Let $F$ be a sheaf of abelian group over $X$. Given an open set $U\subset X$, we need to find an action
$$\underline{\mathbb{Z}}(U)\times F(U)\to F(U),$$ that is compatible with restriction. Recall that $$\underline{\mathbb{Z}}(U) = \{f: U\to \mathbb{Z}: \mathbb{Z} \text{ has discrete topology, $f$ continuous.}\}$$ So how does one define $f\times \alpha\mapsto ?$
I highly doubt the statement is correct. Idealy since an abelian group is a $\mathbb{Z}$-module, don't we want the constant presheaf asscoiated to $\mathbb{Z}$ rather than the constant sheaf?
I worked things out and have the following conclusion.

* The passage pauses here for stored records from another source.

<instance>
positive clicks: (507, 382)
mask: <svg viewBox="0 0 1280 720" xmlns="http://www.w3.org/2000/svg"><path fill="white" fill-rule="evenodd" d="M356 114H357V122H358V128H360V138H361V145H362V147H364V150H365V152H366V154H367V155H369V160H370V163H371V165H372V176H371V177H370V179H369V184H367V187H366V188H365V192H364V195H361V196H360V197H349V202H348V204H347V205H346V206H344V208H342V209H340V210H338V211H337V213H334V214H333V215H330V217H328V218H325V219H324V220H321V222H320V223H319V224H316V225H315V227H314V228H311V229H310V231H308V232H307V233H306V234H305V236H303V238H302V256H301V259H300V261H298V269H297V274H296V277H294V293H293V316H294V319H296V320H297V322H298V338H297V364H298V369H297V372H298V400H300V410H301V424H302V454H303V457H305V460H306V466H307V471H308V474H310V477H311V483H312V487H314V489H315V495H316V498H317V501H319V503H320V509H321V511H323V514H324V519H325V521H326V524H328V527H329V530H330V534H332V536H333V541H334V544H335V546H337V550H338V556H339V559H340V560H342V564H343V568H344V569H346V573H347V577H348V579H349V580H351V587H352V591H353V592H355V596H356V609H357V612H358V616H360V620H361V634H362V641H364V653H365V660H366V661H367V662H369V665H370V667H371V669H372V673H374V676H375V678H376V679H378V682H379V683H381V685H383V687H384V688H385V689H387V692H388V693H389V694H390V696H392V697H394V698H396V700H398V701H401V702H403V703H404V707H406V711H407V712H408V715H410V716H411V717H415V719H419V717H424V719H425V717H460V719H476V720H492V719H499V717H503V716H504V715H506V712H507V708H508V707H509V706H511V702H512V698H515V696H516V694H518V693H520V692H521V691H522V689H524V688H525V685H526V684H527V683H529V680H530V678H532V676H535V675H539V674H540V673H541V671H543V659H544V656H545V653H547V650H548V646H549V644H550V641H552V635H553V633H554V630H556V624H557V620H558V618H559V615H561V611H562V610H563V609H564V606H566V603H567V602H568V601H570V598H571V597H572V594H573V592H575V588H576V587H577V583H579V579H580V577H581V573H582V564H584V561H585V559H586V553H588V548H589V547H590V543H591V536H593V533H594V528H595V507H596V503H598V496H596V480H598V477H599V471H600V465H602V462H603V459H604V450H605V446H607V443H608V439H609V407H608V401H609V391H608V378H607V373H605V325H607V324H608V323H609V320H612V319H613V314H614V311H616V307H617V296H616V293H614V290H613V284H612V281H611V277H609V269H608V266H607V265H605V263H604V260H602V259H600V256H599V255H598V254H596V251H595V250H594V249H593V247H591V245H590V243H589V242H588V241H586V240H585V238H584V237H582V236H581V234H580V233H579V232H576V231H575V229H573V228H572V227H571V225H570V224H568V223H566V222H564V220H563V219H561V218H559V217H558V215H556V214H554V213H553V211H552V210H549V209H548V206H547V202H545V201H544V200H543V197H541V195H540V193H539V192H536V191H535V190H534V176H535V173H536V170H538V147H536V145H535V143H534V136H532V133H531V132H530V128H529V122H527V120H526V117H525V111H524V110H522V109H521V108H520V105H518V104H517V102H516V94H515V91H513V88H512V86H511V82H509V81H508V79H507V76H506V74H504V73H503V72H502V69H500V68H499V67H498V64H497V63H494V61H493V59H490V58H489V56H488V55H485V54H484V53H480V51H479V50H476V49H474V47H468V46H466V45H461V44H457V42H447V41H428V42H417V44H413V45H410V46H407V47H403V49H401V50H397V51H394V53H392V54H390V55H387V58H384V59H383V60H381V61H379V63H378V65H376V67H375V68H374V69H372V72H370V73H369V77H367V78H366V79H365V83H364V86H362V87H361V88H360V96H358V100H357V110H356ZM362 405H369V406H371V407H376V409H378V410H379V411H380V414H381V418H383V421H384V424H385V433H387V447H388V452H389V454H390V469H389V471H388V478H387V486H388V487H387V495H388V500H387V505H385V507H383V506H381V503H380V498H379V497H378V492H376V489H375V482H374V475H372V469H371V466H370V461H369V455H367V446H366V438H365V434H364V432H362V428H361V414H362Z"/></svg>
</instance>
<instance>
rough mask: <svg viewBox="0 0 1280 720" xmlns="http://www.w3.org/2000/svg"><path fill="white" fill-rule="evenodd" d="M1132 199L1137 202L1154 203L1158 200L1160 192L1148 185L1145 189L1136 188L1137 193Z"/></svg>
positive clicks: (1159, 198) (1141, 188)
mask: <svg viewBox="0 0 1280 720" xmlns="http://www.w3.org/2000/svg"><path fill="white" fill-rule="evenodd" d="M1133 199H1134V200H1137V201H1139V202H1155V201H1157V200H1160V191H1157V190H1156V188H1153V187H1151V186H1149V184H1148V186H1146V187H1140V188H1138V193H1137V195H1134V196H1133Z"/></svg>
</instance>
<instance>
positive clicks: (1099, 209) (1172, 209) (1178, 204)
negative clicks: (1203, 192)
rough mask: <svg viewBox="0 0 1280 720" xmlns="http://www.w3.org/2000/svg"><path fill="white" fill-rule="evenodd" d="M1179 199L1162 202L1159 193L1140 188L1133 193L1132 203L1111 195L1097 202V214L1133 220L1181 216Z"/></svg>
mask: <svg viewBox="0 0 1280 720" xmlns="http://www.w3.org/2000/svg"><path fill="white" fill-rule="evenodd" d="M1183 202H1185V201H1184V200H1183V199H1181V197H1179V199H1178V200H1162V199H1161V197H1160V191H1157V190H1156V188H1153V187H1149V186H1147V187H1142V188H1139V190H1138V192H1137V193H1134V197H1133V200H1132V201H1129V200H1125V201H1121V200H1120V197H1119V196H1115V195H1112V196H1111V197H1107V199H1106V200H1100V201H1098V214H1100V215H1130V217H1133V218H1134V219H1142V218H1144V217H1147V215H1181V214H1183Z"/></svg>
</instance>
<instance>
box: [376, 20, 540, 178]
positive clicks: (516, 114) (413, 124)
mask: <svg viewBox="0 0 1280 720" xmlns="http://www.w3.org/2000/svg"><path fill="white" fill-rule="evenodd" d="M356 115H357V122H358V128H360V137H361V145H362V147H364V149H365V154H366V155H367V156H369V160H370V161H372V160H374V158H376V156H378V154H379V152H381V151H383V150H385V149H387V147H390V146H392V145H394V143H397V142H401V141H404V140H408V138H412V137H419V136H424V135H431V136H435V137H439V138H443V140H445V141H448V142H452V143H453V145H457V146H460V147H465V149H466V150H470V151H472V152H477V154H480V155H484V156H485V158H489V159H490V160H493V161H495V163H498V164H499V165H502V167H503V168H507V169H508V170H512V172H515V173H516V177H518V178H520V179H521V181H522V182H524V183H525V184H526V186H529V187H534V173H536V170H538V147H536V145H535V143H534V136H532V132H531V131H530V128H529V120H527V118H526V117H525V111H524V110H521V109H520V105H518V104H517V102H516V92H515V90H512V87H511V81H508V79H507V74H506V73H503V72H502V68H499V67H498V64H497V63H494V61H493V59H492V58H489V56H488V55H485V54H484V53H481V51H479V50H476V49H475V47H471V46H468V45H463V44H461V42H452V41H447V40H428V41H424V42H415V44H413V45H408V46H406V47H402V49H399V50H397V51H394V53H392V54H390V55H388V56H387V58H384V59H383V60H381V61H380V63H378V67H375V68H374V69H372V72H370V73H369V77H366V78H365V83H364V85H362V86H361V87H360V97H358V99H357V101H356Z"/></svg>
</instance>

Abelian groups are the same as $\mathbb{Z}$-modules, therefore sheafs of abelian groups are the same as $\underline{\mathbb{Z}}^{pre}$-modules. However, due to the fact that sheafs have the identity and gluability property, this $\underline{\mathbb{Z}}^{pre}$ action can be canonically extended to a $\underline{\mathbb{Z}}$ action, the way @hoot described, where $\underline{\mathbb{Z}}^{pre}$ is identified as the constant functions inside $\underline{\mathbb{Z}}$.
This can also be explained from the adjunction of embedding and sheafification as @Zhen Lin described. The fact that the sheafification of the constant presheaf is the constant sheaf implies that a $\underline{\mathbb{Z}}^{pre}$-module extends uniquely to a $\underline{\mathbb{Z}}$-module.